Gladstone Avenue is a street in Ottawa running east from the Rideau Canal west to Parkdale Avenue. Historically a residential street running just south of the downtown core, a number of small houses in the downtown section have now been converted to commercial uses.
The local pronunciation is phonetic, unlike that of William Ewart Gladstone's surname.

==Landmarks==
- Connaught Public School, just east of Parkdale Avenue. (1149 Gladstone)
- Gladstone Theatre, just west of Preston Street
- Saint Nicholas Adult High School, at Booth Street.
- McNabb Arena and Community Centre at Percy Street, one block east of Bronson Avenue.

==Notable events==
When laid out in the 1800s, the street was named Ann Street, after the wife of Thomas McKay. From 1896 until 1907, the Ottawa Hockey Club, commonly known as the Silver Seven, Stanley Cup winner, played its games at the Dey's Skating Rink at Bay Street and Gladstone.
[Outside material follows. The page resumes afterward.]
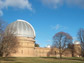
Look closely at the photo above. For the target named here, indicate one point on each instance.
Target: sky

Prince George himself cut the ribbon to open Connaught Public School in 1913.

In the 2000s, the street was modified to provide two lanes of traffic, bicycle lanes and traffic calming measures between Bronson Avenue and Bank Street.

In May 2005, the Salus Millennium House for the Homeless, located on Gladstone Avenue in Ottawa, was destroyed by fire.